Ada beberapa hal yang perlu dimiliki dan diketahui oleh seorang Kepala Desa. Diperlukan kemampuan Kepala Desa untuk dapat mengidentifikasi permasalahan desanya agar pembuatan perencanaan untuk desa tersebut menjadi akurat dan tepat sasaran. Selain itu, keterampilan Kepala Desa untuk dapat mengalokasian Dana Desa sesuai dengan perencanaan yang akurat dan tepat sasaran untuk desanya serta kemampuan untuk membuat laporan yang akuntabel dan transparan sebagai bentuk upaya untuk menciptakan pemerintahan yang bersih dan transparan.

Dari hal-hal yang sudah diungkapkan di atas, terdapat beberapa rekomendasi diantaranya:

  1. Pemerintah dan/atau pihak-pihak yang menaruh perhatian terhadap desa dapat memperlengkapi Kepala Desa untuk dapat mengidentifikasi/memetakan permasalahan yang menjadi prioritas di desanya dan dapat mengatur alokasi dana untuk pengerjaan program-program unggulan di desanya serta melatih Kepala Desa untuk membuat laporan realisasi yang transparan dan akuntabel.
  2. Ikut serta dalam pengawasan pembangunan desa agar tercipta pemerintahan desa yang transparan dan bermanfaat bagi kesejahteraan masyarakat desa.

[1]Pasal 1 angka 1 UU Desa

[2]Korupsi Dana Desa: Apakah langkah terbaik untuk menyelamatkannya?, BBC Indonesia, http://www.bbc.com/indonesia/40822681, di akses pada tanggal 24 November 2017.

[3]Pendekatan Bottom-up adalah perencanaan pembangunan dimana masyarakat lebih berperan dalam memberikan gagasan dari awal hingga pelaksanaan evaluasi. Dalam hal ini pemerintahan hanya berperan sebagai fasilitator pembangunan.
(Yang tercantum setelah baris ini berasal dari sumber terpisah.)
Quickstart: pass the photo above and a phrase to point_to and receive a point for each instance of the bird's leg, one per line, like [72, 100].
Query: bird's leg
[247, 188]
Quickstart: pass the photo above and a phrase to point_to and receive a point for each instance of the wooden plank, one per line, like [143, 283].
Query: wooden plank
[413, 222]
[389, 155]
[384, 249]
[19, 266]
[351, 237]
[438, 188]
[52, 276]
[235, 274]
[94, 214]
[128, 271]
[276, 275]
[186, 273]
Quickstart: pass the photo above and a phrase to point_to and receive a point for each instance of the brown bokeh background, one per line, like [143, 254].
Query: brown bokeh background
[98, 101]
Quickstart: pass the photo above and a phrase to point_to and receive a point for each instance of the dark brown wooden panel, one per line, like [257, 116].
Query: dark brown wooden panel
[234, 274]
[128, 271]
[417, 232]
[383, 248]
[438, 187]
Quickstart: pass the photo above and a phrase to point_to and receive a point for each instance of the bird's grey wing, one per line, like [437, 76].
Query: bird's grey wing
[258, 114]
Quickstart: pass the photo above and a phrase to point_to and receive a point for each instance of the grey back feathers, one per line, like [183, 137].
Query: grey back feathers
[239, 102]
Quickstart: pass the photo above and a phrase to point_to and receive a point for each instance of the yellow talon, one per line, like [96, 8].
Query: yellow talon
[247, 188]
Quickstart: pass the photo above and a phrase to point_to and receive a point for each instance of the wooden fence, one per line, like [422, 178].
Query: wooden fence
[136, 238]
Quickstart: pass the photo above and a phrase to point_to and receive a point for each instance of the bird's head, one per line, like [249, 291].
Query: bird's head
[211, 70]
[4]Contoh permasalahan ini dikutip dari BBC Indonesia,

http://www.bbc.com/indonesia/berita_indonesia/2015/09/150909_indonesia_dana_desa_ekonomi di akses pada tanggal 27 November 2017.
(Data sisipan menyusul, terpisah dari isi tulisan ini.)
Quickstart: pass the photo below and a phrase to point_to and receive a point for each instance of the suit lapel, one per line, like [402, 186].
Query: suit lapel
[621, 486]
[5]Polri Temukan 214 Kasus Penyalahgunaan Dana Desa, BBC Indonesia,https://www.cnnindonesia.com/nasional/20171020112724-12-249704/polri-temukan-214-kasus-penyalahgunaan-dana-desa/, di akses pada tanggal 27 November 2017.

 

Sumber gambar: www.radarlamsel.com

Penulis

Yonatan Iskandar Chandra (peneliti Institut Leimena).